Luke Cornwall

Personal information
- Full name: Lucas Clarence Cornwall
- Date of birth: 23 July 1980 (age 44)
- Place of birth: Lambeth, London, England
- Height: 6 ft 3 in (1.91 m)
- Position(s): Forward

Youth career
- Fulham

Senior career*
- Years: Team / Apps / (Gls)
- 1997–2003: Fulham / 4 / (1)
- 1999: → Queens Park Rangers (loan) / 0 / (0)
- 2001: → Grimsby Town (loan) / 10 / (4)
- 2003: → Lincoln City (loan) / 3 / (0)
- 2003–2004: Bradford City / 3 / (0)
- 2004: Woking / 7 / (3)
- 2004–2005: Lewes
- 2004–2005: → AFC Wimbledon (loan)
- 2005–2006: Dulwich Hamlet
- 2006–2007: Metropolitan Police

= Luke Cornwall =

English footballer

Lucas Clarence Cornwall (born 23 July 1980) is an English former professional footballer who played as a striker from 1997 to 2007.

He began his career at Fulham and went on to play for Queens Park Rangers, Grimsby Town, Lincoln City and Bradford City. He also turned out at non-league level for Woking, Lewes, AFC Wimbledon, Dulwich Hamlet and Metropolitan Police.

==Career==
Born in Lambeth, London, Cornwall was a trainee with Fulham, with whom he made his league debut on 12 September 1998. He made just one league start in six years at Craven Cottage though he did score in a 3–3 draw with York City.

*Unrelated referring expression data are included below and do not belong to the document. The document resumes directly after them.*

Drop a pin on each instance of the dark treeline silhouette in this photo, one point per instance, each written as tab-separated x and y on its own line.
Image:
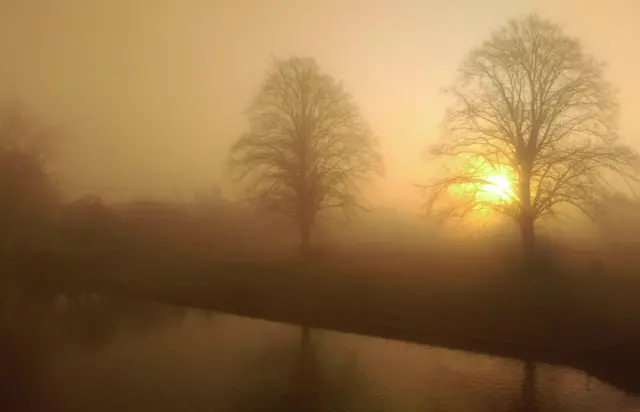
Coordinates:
79	271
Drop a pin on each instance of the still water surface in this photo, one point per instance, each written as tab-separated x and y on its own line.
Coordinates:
198	364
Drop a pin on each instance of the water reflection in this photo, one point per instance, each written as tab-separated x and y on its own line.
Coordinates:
199	364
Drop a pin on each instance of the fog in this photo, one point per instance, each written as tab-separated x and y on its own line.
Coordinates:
217	205
151	94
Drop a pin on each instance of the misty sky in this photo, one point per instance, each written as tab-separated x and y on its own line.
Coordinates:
150	93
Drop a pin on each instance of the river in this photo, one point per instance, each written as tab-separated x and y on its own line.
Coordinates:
207	364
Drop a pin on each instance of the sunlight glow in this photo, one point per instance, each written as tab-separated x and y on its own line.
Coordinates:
490	187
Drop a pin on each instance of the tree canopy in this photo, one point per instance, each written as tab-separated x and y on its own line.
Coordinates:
308	147
533	129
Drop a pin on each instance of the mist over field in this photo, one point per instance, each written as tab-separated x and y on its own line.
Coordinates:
390	206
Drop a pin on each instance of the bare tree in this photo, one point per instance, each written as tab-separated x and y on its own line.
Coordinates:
28	194
532	106
308	147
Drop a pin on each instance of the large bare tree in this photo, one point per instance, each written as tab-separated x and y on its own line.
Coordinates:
308	148
533	106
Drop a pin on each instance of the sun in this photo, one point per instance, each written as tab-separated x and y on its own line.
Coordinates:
499	187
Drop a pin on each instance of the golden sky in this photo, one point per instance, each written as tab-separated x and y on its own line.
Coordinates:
150	93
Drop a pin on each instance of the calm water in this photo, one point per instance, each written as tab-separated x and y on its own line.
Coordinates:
199	365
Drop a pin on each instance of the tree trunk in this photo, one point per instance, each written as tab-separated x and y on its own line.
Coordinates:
529	399
305	238
527	234
304	385
527	216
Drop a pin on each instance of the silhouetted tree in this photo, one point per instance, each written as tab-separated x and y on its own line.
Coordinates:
531	104
308	147
28	200
28	194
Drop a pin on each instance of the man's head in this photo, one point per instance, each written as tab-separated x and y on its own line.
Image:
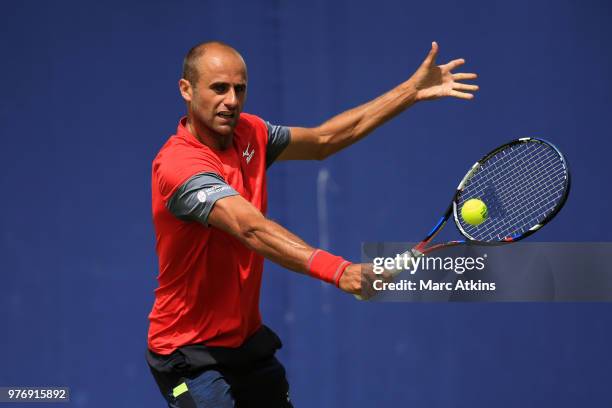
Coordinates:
214	87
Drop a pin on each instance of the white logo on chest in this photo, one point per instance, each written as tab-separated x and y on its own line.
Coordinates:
247	154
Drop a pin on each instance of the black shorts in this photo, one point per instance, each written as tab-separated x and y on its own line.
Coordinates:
250	375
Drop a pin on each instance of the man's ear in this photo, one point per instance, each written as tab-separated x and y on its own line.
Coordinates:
186	89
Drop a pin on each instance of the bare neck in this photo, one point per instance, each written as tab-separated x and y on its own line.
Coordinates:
208	138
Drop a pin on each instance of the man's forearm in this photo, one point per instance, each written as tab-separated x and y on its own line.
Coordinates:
277	244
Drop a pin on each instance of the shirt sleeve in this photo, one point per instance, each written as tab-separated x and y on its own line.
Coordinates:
278	139
195	198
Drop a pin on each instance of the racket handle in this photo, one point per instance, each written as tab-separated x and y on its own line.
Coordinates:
411	254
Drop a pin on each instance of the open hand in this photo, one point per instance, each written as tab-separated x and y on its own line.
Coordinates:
437	81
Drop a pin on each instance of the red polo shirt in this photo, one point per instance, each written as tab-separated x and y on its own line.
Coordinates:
209	282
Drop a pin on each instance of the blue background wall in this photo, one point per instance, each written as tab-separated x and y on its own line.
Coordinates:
89	94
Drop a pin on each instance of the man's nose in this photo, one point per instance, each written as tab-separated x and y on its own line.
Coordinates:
231	99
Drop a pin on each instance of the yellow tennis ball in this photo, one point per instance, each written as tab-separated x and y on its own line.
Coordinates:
474	211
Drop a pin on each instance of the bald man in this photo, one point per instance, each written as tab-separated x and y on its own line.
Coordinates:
206	344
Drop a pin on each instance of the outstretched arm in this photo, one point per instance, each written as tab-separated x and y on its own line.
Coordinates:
430	81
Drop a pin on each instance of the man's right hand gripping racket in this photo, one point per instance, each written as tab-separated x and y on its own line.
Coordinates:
523	184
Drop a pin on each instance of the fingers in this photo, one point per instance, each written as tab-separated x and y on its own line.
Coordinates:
433	53
465	87
461	76
454	64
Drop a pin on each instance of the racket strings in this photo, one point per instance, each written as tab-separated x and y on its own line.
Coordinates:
521	185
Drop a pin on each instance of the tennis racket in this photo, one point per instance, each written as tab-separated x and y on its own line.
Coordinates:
524	184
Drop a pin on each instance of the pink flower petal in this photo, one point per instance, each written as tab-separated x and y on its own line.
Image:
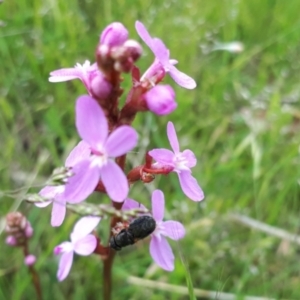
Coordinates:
82	183
190	157
190	186
181	78
161	52
42	204
79	152
162	253
172	136
143	33
114	34
115	181
174	230
158	205
120	141
83	227
66	74
163	156
86	245
58	212
65	265
91	122
161	99
131	204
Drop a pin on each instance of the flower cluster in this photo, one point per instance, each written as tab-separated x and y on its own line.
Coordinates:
97	163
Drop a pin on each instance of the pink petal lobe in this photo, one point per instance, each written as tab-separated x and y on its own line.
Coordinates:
162	253
143	33
79	152
181	78
161	52
114	181
66	74
190	157
158	205
172	136
58	212
82	183
91	122
190	186
120	141
174	230
131	204
83	227
163	156
65	265
86	245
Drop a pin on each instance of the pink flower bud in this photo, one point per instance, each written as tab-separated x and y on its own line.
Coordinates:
134	49
28	230
11	240
29	260
114	34
161	99
100	87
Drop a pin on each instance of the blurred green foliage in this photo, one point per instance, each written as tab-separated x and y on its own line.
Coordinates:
242	122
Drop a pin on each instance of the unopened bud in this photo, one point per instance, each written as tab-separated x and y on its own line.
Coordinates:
11	240
161	99
134	49
30	260
15	220
17	228
114	34
100	87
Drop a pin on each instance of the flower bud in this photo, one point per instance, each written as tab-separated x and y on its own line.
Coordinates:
11	240
100	87
161	99
114	34
18	229
30	260
28	230
134	49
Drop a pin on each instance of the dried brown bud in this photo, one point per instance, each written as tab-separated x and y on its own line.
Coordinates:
18	229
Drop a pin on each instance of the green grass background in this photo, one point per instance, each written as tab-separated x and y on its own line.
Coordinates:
242	121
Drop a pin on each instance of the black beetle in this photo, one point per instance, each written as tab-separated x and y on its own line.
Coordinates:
138	229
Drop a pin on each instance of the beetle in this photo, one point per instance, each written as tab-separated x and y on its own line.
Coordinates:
125	235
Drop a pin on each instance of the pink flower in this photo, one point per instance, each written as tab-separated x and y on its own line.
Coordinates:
55	194
160	249
161	99
114	34
11	240
30	260
179	162
162	59
82	243
92	127
90	75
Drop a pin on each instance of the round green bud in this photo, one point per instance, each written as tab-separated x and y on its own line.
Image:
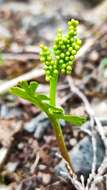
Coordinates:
68	53
47	63
57	57
47	78
63	46
50	67
68	67
55	71
42	59
78	42
52	63
61	43
42	46
71	32
68	72
66	58
57	52
74	52
59	30
61	61
49	58
69	23
70	63
55	47
70	49
47	72
68	45
77	47
63	66
71	57
74	22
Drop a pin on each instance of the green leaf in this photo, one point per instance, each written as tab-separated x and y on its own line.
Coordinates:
19	92
33	86
75	120
43	97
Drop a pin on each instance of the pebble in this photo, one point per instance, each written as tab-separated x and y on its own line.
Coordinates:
82	157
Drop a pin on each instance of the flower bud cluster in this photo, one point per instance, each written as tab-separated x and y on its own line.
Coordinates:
64	50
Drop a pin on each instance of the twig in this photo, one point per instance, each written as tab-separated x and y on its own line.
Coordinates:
35	73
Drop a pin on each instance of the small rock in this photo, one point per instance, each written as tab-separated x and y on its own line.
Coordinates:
82	157
46	178
11	166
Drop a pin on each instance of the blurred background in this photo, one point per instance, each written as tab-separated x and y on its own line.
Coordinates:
24	24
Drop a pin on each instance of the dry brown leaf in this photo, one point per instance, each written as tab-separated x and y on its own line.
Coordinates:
8	128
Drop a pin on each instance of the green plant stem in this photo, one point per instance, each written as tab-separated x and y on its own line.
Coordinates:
55	123
60	139
53	85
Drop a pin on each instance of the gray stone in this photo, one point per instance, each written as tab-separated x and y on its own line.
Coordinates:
82	157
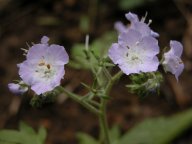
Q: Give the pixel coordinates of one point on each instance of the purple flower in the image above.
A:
(120, 27)
(134, 53)
(172, 61)
(136, 24)
(44, 67)
(18, 88)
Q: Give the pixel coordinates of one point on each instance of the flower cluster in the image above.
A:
(172, 61)
(43, 68)
(137, 48)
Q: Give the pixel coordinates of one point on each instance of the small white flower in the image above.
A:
(172, 61)
(44, 67)
(134, 53)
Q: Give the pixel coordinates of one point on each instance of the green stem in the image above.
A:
(78, 99)
(104, 137)
(112, 81)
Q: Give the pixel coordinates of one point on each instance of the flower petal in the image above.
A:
(132, 17)
(176, 48)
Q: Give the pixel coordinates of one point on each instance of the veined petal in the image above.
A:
(120, 27)
(176, 48)
(129, 38)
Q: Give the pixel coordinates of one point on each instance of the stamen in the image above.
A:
(48, 66)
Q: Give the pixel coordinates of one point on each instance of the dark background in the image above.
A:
(24, 21)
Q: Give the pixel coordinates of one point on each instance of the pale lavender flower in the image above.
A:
(18, 89)
(120, 27)
(140, 25)
(172, 61)
(134, 53)
(136, 24)
(44, 67)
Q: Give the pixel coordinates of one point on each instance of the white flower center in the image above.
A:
(133, 57)
(44, 70)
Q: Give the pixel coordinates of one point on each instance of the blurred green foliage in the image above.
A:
(161, 130)
(25, 135)
(128, 4)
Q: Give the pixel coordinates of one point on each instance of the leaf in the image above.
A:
(114, 134)
(128, 4)
(42, 133)
(26, 128)
(158, 130)
(26, 135)
(86, 139)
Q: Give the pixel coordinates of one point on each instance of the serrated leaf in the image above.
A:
(127, 4)
(23, 127)
(86, 139)
(26, 135)
(158, 130)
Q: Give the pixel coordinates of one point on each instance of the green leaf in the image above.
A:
(26, 135)
(127, 4)
(42, 133)
(86, 139)
(26, 128)
(158, 130)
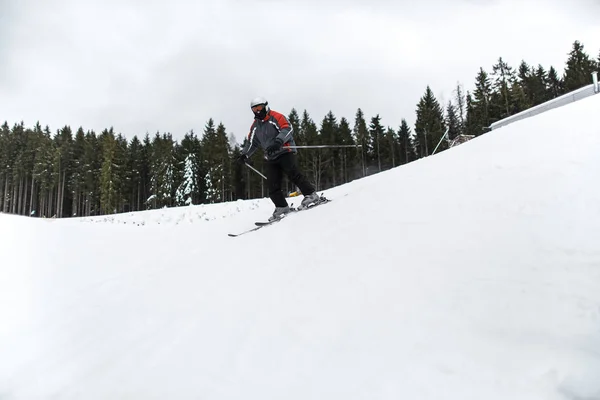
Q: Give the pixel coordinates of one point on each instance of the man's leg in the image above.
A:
(274, 177)
(290, 167)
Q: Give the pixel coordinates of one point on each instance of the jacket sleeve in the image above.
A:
(285, 128)
(252, 144)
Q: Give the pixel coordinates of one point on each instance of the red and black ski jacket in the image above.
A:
(263, 133)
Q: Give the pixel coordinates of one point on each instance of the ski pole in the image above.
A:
(255, 170)
(322, 146)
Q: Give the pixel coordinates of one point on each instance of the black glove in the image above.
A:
(242, 159)
(275, 147)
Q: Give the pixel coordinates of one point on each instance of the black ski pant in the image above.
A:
(285, 164)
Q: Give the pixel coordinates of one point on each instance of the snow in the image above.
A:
(471, 274)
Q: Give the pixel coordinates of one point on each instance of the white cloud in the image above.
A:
(169, 66)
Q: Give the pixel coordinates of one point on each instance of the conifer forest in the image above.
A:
(67, 172)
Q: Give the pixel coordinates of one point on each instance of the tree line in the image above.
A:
(82, 173)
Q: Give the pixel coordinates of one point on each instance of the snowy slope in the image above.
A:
(472, 274)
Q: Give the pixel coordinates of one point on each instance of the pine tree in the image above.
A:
(405, 140)
(216, 162)
(452, 121)
(361, 134)
(460, 107)
(349, 165)
(579, 68)
(376, 133)
(388, 149)
(480, 117)
(310, 133)
(162, 162)
(108, 188)
(430, 125)
(504, 81)
(188, 186)
(554, 84)
(325, 160)
(76, 182)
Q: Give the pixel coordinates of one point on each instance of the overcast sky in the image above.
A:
(168, 66)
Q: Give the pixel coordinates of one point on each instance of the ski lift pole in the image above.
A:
(255, 170)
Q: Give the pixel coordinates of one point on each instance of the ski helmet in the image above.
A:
(258, 101)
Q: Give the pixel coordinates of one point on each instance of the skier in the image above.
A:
(273, 133)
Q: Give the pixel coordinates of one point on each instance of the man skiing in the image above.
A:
(274, 134)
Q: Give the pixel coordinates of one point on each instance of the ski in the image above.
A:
(261, 224)
(322, 200)
(244, 232)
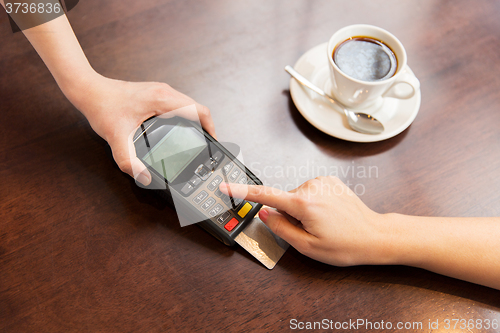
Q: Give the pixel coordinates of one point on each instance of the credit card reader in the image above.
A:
(187, 165)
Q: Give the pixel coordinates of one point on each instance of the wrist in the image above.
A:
(80, 88)
(398, 240)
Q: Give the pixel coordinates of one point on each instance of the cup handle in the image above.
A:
(405, 78)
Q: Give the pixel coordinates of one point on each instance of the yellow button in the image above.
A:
(244, 210)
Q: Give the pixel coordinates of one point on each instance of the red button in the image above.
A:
(231, 224)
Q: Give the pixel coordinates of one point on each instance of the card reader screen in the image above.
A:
(175, 151)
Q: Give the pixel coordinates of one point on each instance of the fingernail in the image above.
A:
(143, 179)
(263, 214)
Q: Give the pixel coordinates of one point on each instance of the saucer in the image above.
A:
(395, 114)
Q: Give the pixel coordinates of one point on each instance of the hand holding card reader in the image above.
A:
(187, 165)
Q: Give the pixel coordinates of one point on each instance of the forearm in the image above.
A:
(60, 50)
(463, 248)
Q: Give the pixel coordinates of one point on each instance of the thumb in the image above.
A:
(293, 234)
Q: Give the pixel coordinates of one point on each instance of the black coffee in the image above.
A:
(365, 59)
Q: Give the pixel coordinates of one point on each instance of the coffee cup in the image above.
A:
(367, 64)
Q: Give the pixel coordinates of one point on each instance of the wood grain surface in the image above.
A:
(83, 250)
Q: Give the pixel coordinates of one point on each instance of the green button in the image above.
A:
(244, 210)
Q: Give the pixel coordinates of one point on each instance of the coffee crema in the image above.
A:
(365, 58)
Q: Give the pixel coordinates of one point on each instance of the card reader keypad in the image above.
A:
(227, 212)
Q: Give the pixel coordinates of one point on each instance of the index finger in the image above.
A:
(269, 196)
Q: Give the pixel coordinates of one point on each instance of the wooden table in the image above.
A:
(83, 250)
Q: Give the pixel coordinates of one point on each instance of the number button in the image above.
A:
(223, 218)
(216, 210)
(214, 183)
(237, 202)
(209, 203)
(243, 180)
(200, 197)
(234, 175)
(187, 189)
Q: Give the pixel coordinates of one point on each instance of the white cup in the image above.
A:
(358, 94)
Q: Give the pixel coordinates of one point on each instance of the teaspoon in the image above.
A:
(359, 121)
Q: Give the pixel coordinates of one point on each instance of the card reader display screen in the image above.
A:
(175, 151)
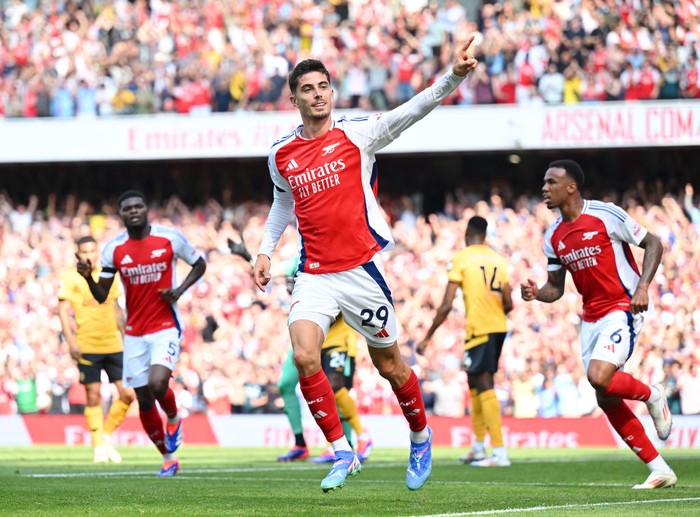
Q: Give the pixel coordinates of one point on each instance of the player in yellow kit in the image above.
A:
(482, 274)
(93, 333)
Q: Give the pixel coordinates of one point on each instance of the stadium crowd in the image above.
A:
(67, 58)
(236, 338)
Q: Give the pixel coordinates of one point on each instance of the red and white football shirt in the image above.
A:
(595, 250)
(329, 183)
(146, 267)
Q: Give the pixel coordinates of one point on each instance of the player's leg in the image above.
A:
(605, 346)
(366, 304)
(478, 451)
(137, 368)
(289, 379)
(307, 337)
(90, 376)
(314, 309)
(165, 353)
(348, 409)
(631, 430)
(404, 382)
(483, 363)
(616, 336)
(117, 411)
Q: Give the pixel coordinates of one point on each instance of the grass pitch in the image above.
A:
(58, 481)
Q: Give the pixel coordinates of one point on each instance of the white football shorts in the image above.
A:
(141, 352)
(611, 338)
(360, 294)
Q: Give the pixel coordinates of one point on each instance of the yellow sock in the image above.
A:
(478, 424)
(117, 412)
(492, 416)
(349, 410)
(93, 417)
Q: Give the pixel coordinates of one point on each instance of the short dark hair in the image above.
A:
(305, 67)
(477, 224)
(85, 240)
(130, 193)
(573, 170)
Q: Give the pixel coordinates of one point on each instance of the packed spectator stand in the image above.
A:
(236, 338)
(101, 58)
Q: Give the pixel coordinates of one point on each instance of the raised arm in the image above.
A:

Instead he made a series of loan spells at Queens Park Rangers, Grimsby Town where he scored four times and Lincoln City before he was signed for Bradford City in June 2003. He spent less than a season at Valley Parade and was released for a return to the south. He spent a year each at Woking, Sutton United and Dulwich Hamlet. He moved to Metropolitan Police but at the end of the 2006–07 season he decided to retire.